The company harvests Atlantic menhaden, a small fish it pulverizes into oils and powders rich with omega-3 fatty acids. It’s used in anything from fish-oil pills to farm-raised salmon feed. The certification is often required by companies that use the fish.
Omega Protein said in a statement that its certification is based on the Marine Stewardship Council’s high standards and was approved by an independent auditor with “no connection to the fishery.”
The harvest cap that Omega Protein defied was set by the Atlantic States Marine Fisheries Commission. It says the limit is a needed to protect striped bass, humpback whales and other animals that eat menhaden.
The U.S. Commerce Department backed up the commission’s concerns and threatened a moratorium later this year if Virginia doesn’t make the harvest cap law.
Subsequently, Virginia has taken steps to change the law. And the company has said it will abide by the limit moving forward.
Marine Stewardship Council spokeswoman Jackie Marks said Omega Protein has not systematically exceeded the harvest cap and is working on “correcting the issue.”

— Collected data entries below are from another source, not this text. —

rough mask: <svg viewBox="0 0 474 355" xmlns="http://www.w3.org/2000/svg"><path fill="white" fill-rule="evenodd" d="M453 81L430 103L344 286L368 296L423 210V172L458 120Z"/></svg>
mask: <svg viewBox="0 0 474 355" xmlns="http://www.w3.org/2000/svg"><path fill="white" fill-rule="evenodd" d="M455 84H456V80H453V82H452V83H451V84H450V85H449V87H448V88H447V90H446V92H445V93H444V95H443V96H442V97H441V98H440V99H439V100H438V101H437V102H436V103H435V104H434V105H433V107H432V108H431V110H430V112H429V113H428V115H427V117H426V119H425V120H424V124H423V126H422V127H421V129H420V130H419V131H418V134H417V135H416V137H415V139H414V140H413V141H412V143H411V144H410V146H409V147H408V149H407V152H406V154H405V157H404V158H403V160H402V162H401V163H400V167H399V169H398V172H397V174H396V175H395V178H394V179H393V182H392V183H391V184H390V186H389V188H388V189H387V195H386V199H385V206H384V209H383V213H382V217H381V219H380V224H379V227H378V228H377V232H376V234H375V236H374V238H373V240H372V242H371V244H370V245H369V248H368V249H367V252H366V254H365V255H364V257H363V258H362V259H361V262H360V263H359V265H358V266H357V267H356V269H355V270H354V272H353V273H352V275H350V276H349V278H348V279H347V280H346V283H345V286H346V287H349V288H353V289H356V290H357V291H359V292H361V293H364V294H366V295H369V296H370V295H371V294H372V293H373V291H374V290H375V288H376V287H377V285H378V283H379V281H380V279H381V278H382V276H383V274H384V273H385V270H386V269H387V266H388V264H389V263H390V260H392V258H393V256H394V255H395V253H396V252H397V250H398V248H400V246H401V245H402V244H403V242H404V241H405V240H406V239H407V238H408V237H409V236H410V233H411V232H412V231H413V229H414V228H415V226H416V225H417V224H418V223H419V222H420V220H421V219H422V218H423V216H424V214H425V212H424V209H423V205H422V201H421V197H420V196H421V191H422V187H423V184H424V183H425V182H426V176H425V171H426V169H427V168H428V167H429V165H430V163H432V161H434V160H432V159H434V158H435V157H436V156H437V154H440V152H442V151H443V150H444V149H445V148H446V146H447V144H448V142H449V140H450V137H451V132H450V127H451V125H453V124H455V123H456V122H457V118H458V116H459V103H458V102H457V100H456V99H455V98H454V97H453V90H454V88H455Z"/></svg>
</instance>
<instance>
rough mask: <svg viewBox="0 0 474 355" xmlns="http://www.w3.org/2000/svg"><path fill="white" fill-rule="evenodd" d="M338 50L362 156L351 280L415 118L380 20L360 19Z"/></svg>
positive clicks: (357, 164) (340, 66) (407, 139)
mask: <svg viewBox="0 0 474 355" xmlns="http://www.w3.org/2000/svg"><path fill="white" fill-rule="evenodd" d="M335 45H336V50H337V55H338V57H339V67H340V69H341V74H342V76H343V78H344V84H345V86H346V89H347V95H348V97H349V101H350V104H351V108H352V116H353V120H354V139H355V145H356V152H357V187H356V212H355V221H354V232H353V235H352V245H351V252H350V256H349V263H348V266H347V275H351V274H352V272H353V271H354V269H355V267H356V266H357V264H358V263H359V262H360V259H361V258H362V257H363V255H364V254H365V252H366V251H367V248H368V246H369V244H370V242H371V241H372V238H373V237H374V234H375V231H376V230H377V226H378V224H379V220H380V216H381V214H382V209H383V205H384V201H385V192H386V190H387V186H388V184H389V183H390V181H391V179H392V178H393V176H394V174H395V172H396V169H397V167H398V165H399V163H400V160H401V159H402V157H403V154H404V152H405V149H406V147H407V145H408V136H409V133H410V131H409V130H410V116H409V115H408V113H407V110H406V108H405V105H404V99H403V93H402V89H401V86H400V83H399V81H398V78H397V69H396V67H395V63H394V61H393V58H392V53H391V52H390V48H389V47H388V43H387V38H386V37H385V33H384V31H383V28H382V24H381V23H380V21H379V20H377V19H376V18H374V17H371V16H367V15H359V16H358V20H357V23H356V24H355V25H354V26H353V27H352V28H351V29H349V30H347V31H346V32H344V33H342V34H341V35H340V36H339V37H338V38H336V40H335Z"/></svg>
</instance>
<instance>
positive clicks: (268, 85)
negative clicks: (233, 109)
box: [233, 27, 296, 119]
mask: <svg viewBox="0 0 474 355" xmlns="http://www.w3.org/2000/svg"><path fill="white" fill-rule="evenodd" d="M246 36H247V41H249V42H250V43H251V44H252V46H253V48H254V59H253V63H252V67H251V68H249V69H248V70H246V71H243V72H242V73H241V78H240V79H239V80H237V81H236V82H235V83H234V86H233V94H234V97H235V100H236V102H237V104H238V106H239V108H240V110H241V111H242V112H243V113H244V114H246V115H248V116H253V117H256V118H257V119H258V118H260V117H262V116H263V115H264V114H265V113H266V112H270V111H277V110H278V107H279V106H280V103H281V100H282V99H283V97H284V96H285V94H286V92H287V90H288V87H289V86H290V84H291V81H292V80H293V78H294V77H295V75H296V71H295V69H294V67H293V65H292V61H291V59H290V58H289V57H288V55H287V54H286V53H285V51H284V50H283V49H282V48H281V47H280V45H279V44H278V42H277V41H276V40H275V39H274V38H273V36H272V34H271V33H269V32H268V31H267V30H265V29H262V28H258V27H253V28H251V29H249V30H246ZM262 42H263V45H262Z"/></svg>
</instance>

But Chris Moore, a Chesapeake Bay Foundation scientist, said certification is “unfathomable” because it requires compliance with laws and standards.
“This tells the public that a fishery can blatantly violate MSC’s core principles and yet still remain certified,” he said.
The Nature Conservancy expressed similar concerns. But it also said sustainability labels help consumers to make better choices and allow companies to charge a premium to recoup costs of being environmentally responsible. The Nature Conservancy’s Jay Odell described such certifications as “forces for good.”